ICS Seminar Series - Tim Strom

Date: Thursday 23 March 2017
Time: 11.30am–1pm
Venue: EB.G.35, Western Sydney University, Parramatta South campus

Tim Strom

(Institute for Culture and Society)

Maps of the Drawn Away: Technological Abstraction and Accumulation in Google Maps

Abstract

Along with the forces of production, the forces of abstraction have increased over the course of capitalist modernity. Since the end of WWII and the rise of ‘cybernetic capitalism’ the forces of abstraction have greatly expanded, both intensively and extensively. They now project themselves into virtually every aspect of everyday life. Using the case of Google Maps this paper explores the subjective and material processes of abstraction. It begins by looking at abstraction in its ‘mechanized’ sense, a formulation which draws on computer science and the ‘levels of abstraction’ conceptualization. In this process, ‘mechanized abstraction’ uses technology to suppress complexity in order to grant an organizing power. To give examples of this I discuss how currency, clocks and cartography have acted as abstracting technologies in modernity and how these have been used as part of—in Lewis Mumford’s words—capitalism’s “quest of power by means of abstraction”. I then consider how these three technologies have been incorporated into computing-machines and become ‘technologically-augmented’. Now generalized across society, computing-machines project abstraction, promoting patterns of disembodied integration and constituting more abstract ways of being-in-the-world. As these more abstracted layers are projected across society, they can reconstitute other layers of social practice, sometimes causing conflict, ambivalence and contradictions. The later part of the paper turns to examine these ontological implications. Google Maps is a fascinating example of how social practice is reconstituted in more abstract ways. The ‘empty time’ (Benjamin) and ‘abstract space’ (Lefebvre) of modernity are being greatly intensified by hand-held computing-machines and woven deeper into everyday practice.
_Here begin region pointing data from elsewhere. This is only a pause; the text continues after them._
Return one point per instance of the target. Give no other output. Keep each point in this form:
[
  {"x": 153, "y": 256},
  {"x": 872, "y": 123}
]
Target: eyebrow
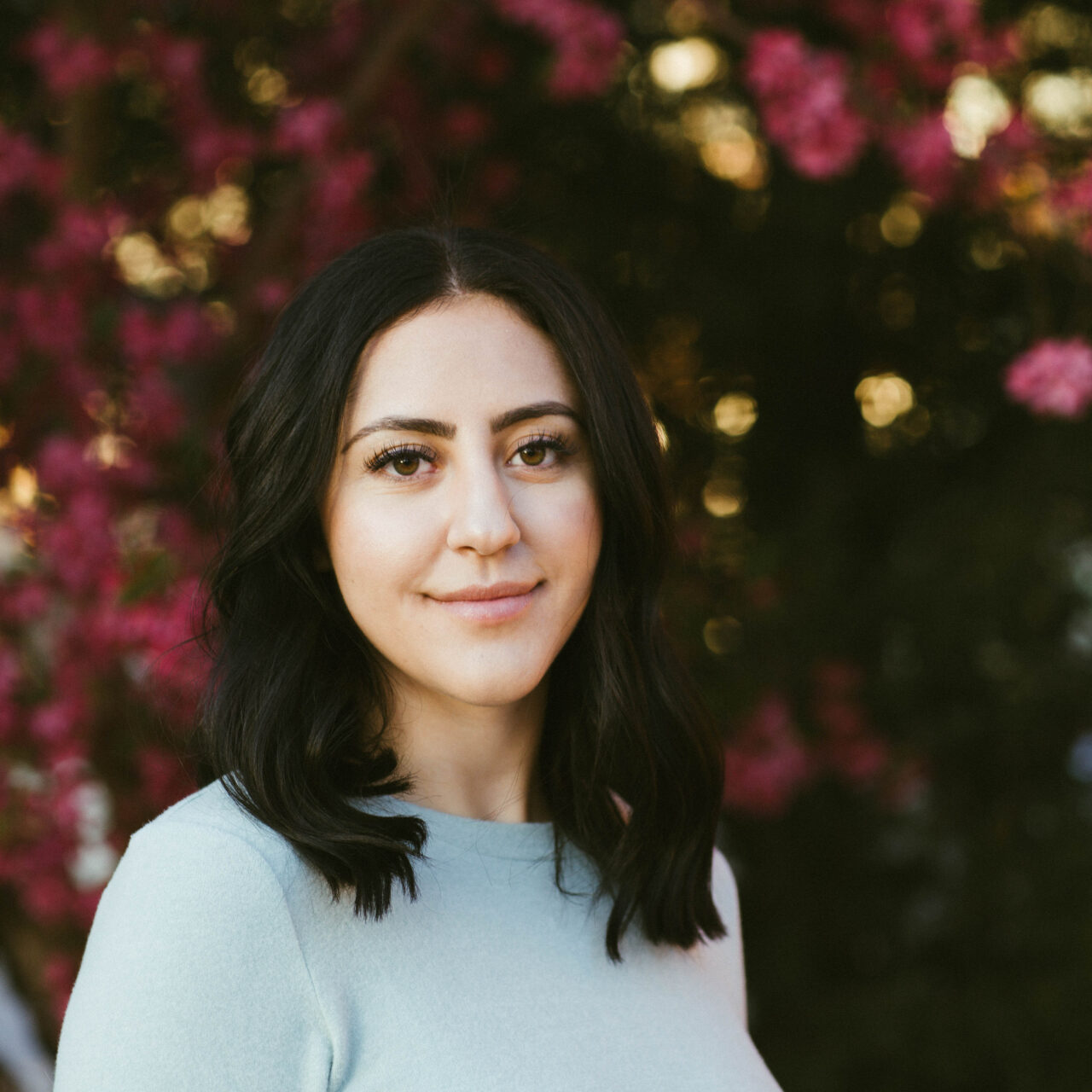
[{"x": 447, "y": 432}]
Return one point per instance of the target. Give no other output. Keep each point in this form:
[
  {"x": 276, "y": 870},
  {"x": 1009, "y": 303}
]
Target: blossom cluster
[
  {"x": 770, "y": 759},
  {"x": 924, "y": 83},
  {"x": 160, "y": 195}
]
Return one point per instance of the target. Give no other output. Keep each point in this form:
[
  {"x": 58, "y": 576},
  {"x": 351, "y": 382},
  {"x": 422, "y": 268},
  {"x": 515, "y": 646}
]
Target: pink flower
[
  {"x": 180, "y": 335},
  {"x": 864, "y": 18},
  {"x": 588, "y": 41},
  {"x": 67, "y": 63},
  {"x": 1053, "y": 378},
  {"x": 465, "y": 125},
  {"x": 340, "y": 183},
  {"x": 155, "y": 413},
  {"x": 51, "y": 322},
  {"x": 46, "y": 897},
  {"x": 923, "y": 152},
  {"x": 921, "y": 28},
  {"x": 858, "y": 759},
  {"x": 311, "y": 129},
  {"x": 78, "y": 545},
  {"x": 804, "y": 102},
  {"x": 272, "y": 293},
  {"x": 62, "y": 718},
  {"x": 77, "y": 239},
  {"x": 22, "y": 162},
  {"x": 62, "y": 468},
  {"x": 210, "y": 144},
  {"x": 767, "y": 763}
]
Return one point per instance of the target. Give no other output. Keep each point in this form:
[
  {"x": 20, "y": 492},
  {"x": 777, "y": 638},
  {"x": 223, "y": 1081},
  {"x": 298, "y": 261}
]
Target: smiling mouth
[{"x": 488, "y": 603}]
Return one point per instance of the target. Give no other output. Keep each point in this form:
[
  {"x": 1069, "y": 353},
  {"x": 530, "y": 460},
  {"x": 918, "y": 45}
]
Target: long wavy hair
[{"x": 293, "y": 718}]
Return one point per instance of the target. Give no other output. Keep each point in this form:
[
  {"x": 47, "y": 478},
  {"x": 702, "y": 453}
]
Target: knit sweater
[{"x": 218, "y": 961}]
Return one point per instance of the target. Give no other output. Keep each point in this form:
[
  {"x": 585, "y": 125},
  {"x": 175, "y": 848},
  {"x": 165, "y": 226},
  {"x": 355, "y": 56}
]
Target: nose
[{"x": 480, "y": 517}]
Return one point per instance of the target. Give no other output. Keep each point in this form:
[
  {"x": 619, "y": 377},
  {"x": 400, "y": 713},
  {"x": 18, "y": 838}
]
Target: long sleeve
[{"x": 192, "y": 979}]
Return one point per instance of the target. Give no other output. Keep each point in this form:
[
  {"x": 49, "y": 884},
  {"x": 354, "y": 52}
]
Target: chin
[{"x": 494, "y": 693}]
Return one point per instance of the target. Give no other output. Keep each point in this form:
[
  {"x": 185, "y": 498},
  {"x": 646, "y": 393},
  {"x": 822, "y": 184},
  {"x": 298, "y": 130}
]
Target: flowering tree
[{"x": 170, "y": 175}]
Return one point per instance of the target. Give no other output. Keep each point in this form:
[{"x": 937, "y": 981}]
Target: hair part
[{"x": 297, "y": 703}]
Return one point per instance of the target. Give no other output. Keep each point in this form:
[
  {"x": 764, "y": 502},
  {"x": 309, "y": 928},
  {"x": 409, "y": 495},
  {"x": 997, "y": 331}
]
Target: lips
[{"x": 488, "y": 603}]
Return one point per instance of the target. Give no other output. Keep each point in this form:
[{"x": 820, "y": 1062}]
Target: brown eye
[
  {"x": 533, "y": 455},
  {"x": 406, "y": 463}
]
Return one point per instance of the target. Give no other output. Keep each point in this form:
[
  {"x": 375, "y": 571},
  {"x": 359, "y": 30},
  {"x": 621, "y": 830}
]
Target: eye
[
  {"x": 533, "y": 455},
  {"x": 403, "y": 460},
  {"x": 404, "y": 463},
  {"x": 544, "y": 450}
]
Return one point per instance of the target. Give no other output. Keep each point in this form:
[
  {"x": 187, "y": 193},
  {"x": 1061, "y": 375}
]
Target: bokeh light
[
  {"x": 735, "y": 414},
  {"x": 1060, "y": 102},
  {"x": 687, "y": 63},
  {"x": 976, "y": 109},
  {"x": 884, "y": 398}
]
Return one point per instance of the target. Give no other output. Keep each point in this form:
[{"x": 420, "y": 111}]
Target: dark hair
[{"x": 295, "y": 682}]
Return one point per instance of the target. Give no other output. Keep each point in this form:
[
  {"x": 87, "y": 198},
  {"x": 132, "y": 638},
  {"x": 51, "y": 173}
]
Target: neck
[{"x": 478, "y": 761}]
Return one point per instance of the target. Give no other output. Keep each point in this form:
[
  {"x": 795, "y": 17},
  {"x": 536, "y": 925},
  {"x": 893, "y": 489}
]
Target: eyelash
[{"x": 552, "y": 441}]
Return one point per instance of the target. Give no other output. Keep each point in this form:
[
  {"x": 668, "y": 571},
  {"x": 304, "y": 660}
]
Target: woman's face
[{"x": 461, "y": 518}]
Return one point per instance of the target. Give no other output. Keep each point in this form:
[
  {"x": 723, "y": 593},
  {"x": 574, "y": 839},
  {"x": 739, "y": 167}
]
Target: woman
[{"x": 456, "y": 831}]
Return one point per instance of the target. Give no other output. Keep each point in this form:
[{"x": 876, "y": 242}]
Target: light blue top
[{"x": 218, "y": 961}]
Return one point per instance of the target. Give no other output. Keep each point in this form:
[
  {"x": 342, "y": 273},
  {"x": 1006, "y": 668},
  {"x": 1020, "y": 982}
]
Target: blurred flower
[
  {"x": 767, "y": 763},
  {"x": 1053, "y": 378},
  {"x": 588, "y": 41},
  {"x": 921, "y": 150},
  {"x": 923, "y": 28},
  {"x": 803, "y": 96},
  {"x": 309, "y": 129},
  {"x": 67, "y": 63}
]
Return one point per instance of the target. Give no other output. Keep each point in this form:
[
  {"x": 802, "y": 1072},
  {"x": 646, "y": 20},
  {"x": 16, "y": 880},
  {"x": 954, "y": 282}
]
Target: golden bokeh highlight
[
  {"x": 1060, "y": 102},
  {"x": 266, "y": 86},
  {"x": 722, "y": 497},
  {"x": 108, "y": 450},
  {"x": 687, "y": 63},
  {"x": 728, "y": 143},
  {"x": 735, "y": 414},
  {"x": 23, "y": 487},
  {"x": 884, "y": 398},
  {"x": 1051, "y": 26},
  {"x": 143, "y": 265},
  {"x": 902, "y": 223},
  {"x": 226, "y": 212},
  {"x": 976, "y": 108}
]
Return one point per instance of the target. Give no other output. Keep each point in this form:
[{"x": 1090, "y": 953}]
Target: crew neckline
[{"x": 514, "y": 841}]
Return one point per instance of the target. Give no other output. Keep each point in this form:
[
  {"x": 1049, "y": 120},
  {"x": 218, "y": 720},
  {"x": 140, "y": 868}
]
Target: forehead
[{"x": 457, "y": 356}]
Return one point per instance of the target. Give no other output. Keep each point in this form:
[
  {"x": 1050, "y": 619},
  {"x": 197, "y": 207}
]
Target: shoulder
[
  {"x": 205, "y": 858},
  {"x": 209, "y": 826}
]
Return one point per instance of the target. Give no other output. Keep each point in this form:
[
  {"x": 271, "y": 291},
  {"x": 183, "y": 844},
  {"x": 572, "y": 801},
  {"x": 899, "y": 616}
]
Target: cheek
[
  {"x": 566, "y": 526},
  {"x": 374, "y": 549}
]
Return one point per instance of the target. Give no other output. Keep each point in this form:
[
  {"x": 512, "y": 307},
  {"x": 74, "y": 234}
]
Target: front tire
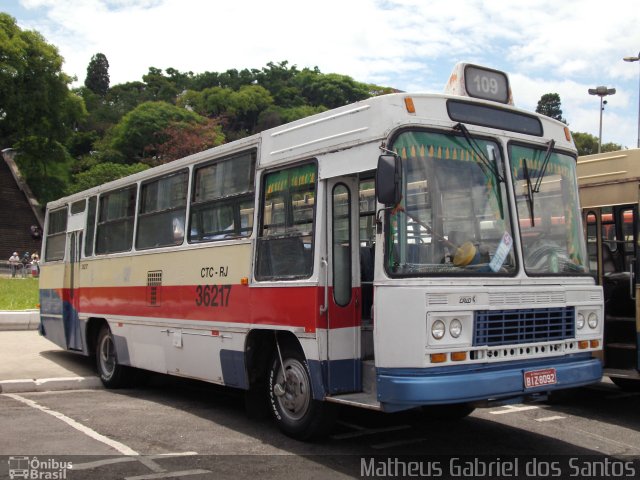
[
  {"x": 111, "y": 373},
  {"x": 452, "y": 412},
  {"x": 291, "y": 401},
  {"x": 626, "y": 384}
]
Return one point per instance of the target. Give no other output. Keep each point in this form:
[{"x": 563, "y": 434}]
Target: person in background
[
  {"x": 35, "y": 264},
  {"x": 26, "y": 262},
  {"x": 14, "y": 262}
]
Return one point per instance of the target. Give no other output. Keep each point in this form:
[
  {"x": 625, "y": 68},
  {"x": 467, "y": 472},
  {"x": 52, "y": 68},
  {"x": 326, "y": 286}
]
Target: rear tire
[
  {"x": 111, "y": 373},
  {"x": 291, "y": 401}
]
This can be seen in the atomizing processes of targeted advertising that plays out in Google Maps and how this phenomena fractures and multiples space as more and more people outsource their spatial awareness. These examples show how abstraction is put into the service of cybernetic capitalism.

Biography

Timothy Erik Ström grew-up in regional Australia and has an academic background in cultural studies, media studies and political-economy. After living in Spain and South Korea, he moved to Melbourne and began a PhD. Timothy is currently a candidate at Institute for Culture and Society, Western Sydney University with a thesis called Mapping Google Maps: Critiquing an Ideological Vision of the World (currently on the verge of submission). He teaches ‘Global Political Economy’ at RMIT, works as a researcher and writes speculative fiction.